Introduction
In the last post on this topic, the AUC metric of classifier performance was seen to have a dual nature. It can be viewed as a probability calculation or the area under a particular curve (AUC = area under curve). These are mathematically equivalent, and the basic principle behind both is easy to understand and useful to know.
Recall that we want to distinguish a "success" case \(Y_1\) from a "failure" case \(Y_0\), based on some information we have about each case, \(X_1\) and \(X_0\). Unless the scale is reversed, we compare the two predictors and guess that \(Y_1\) is the one with the greatest value of \(X\). If there is a tie, we have to flip a coin.

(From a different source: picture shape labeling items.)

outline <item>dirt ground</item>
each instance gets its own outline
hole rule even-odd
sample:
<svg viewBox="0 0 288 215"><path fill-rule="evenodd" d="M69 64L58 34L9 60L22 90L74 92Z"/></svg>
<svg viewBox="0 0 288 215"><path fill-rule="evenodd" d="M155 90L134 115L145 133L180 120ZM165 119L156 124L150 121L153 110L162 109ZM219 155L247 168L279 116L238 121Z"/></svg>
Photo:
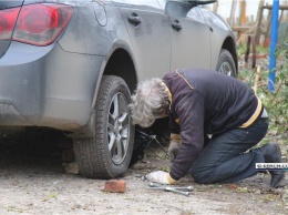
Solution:
<svg viewBox="0 0 288 215"><path fill-rule="evenodd" d="M287 214L284 187L269 188L269 175L235 184L195 184L189 176L177 186L193 186L192 195L148 190L144 175L167 170L169 162L157 144L145 150L121 180L126 193L103 192L105 181L65 174L59 135L33 133L0 139L0 214ZM285 149L287 150L287 149Z"/></svg>

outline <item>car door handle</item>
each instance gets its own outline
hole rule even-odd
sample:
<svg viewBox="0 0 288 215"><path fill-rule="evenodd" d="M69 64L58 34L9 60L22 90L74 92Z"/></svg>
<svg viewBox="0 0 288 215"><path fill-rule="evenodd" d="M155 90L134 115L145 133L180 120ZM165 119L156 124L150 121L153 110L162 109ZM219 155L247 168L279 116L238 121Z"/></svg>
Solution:
<svg viewBox="0 0 288 215"><path fill-rule="evenodd" d="M132 14L128 17L128 21L130 23L137 25L141 23L141 18L137 14Z"/></svg>
<svg viewBox="0 0 288 215"><path fill-rule="evenodd" d="M173 23L172 23L172 28L179 31L182 29L182 24L179 23L178 20L175 20Z"/></svg>

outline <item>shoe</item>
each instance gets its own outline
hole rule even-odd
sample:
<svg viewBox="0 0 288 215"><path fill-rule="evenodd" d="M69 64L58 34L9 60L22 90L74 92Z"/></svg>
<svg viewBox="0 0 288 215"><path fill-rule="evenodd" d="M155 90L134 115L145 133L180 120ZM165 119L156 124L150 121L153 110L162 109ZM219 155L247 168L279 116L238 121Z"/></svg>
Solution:
<svg viewBox="0 0 288 215"><path fill-rule="evenodd" d="M278 144L268 143L260 149L264 154L265 163L281 163L281 151ZM277 187L285 176L284 171L269 171L271 175L270 186Z"/></svg>

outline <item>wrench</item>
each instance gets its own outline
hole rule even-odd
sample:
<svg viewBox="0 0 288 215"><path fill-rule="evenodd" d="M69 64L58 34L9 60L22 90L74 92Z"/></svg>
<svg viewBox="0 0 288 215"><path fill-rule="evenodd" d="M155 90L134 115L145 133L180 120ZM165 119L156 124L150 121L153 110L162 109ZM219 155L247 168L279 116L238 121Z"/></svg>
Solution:
<svg viewBox="0 0 288 215"><path fill-rule="evenodd" d="M176 193L176 194L182 194L182 195L185 195L185 196L189 196L191 195L191 192L185 192L185 191L192 191L192 186L187 186L187 187L171 187L171 186L160 186L157 184L154 184L154 183L150 183L148 184L148 188L150 190L157 190L157 191L167 191L167 192L173 192L173 193ZM182 191L179 191L179 188Z"/></svg>
<svg viewBox="0 0 288 215"><path fill-rule="evenodd" d="M175 190L178 190L178 191L193 191L193 186L162 186L162 185L158 185L156 183L148 183L148 186L150 187L172 187L172 188L175 188Z"/></svg>

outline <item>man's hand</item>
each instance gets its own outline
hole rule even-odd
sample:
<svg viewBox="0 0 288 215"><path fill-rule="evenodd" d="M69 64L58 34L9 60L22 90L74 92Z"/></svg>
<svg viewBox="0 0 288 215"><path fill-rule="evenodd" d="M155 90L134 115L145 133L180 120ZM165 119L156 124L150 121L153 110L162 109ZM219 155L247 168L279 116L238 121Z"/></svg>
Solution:
<svg viewBox="0 0 288 215"><path fill-rule="evenodd" d="M169 147L168 147L168 155L169 155L169 161L173 162L179 151L181 142L179 141L171 141L169 142Z"/></svg>
<svg viewBox="0 0 288 215"><path fill-rule="evenodd" d="M146 178L151 182L160 183L160 184L175 184L176 180L173 180L169 176L169 173L164 171L152 172L146 175Z"/></svg>

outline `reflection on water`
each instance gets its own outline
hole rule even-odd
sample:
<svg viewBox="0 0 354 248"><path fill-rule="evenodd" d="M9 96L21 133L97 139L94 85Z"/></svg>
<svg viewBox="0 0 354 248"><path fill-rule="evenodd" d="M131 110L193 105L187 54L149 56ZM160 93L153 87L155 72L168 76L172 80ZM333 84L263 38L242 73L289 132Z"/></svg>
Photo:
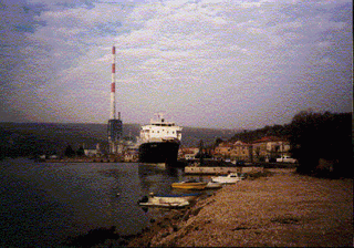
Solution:
<svg viewBox="0 0 354 248"><path fill-rule="evenodd" d="M136 234L156 214L138 199L184 179L181 169L134 163L0 163L1 247L51 246L100 227Z"/></svg>

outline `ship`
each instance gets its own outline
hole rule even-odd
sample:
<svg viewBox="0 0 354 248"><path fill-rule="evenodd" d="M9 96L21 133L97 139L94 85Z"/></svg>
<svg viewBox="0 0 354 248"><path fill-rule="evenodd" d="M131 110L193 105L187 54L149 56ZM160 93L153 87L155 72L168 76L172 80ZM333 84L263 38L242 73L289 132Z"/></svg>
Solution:
<svg viewBox="0 0 354 248"><path fill-rule="evenodd" d="M157 120L140 127L138 158L139 163L175 165L181 140L183 127L167 122L163 114Z"/></svg>

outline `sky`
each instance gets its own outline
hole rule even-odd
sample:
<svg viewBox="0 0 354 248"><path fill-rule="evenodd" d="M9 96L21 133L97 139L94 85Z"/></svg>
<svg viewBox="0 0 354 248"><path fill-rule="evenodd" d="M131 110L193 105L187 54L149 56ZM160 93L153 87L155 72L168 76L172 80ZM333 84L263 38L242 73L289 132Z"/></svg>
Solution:
<svg viewBox="0 0 354 248"><path fill-rule="evenodd" d="M253 130L353 107L348 0L0 0L0 122Z"/></svg>

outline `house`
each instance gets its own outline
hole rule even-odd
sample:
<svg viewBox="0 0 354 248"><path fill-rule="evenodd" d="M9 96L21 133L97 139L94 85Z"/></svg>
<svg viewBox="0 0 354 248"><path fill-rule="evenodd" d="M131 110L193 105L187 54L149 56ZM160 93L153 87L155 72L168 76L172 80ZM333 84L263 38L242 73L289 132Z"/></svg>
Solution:
<svg viewBox="0 0 354 248"><path fill-rule="evenodd" d="M84 148L84 154L87 157L100 157L102 155L100 144L96 144L96 148Z"/></svg>
<svg viewBox="0 0 354 248"><path fill-rule="evenodd" d="M252 145L237 141L231 147L230 158L233 161L252 162Z"/></svg>
<svg viewBox="0 0 354 248"><path fill-rule="evenodd" d="M185 159L195 159L196 155L199 153L199 148L196 147L181 147L178 151L178 157Z"/></svg>
<svg viewBox="0 0 354 248"><path fill-rule="evenodd" d="M277 157L291 156L290 142L282 137L266 136L252 143L254 162L275 162Z"/></svg>

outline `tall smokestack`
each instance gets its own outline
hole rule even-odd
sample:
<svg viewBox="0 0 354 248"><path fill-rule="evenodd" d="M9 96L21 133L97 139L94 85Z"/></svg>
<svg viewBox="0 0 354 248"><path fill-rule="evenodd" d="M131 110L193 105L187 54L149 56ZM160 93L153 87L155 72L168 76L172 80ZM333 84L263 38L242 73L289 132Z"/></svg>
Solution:
<svg viewBox="0 0 354 248"><path fill-rule="evenodd" d="M111 120L115 120L115 46L112 46Z"/></svg>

The explanatory power of a predictor in these conditions derives from
$$( Pr[Y_1 | X_1 > X_0] - Pr[Y_0 | X_1 > X_0] ) /2.$$
That is, we take the probability that the predictor gives us the correct answer and then subtract the probability that it gives us the wrong answer. On the ROC graph, this probability difference is the area above the diagonal guessing line.
Titanic Example
The distribution of passenger class is different for survivors and non-survivors. The rates are$$ \begin{matrix}
Pclass & Y_0 &Y_1\\
1 & 0.147 & 0.398\\
2 & 0.178 & 0.254\\
3 & 0.675 & 0.348\\
\end{matrix}$$
For example, for a randomly-selected survivor \(Y_1\), the probability of being in first class is about 40%, but for a non-survivor it's only 15%. So when a random selection is made from each of these columns to pick a \(Y_1\) and \(Y_0\), the combined probabilities are obtained by multiplying out each of the possibilities. See the R code at the end for how to do this. The result is a square matrix
$$\begin{matrix}
& & & Y_0 \\
& & Class1 & Class2 & Class3\\
& Class1 & 0.058 & 0.071 & 0.269\\
Y_1 & Class2 & 0.037 & 0.045 & 0.172\\
& Class3 & 0.051 & 0.062 & 0.235\\
\end{matrix}$$
showing for example that the joint probability of the survivor \(Y_1\) being in first class and the non-survivor \(Y_0\) being in third class is 26.9%.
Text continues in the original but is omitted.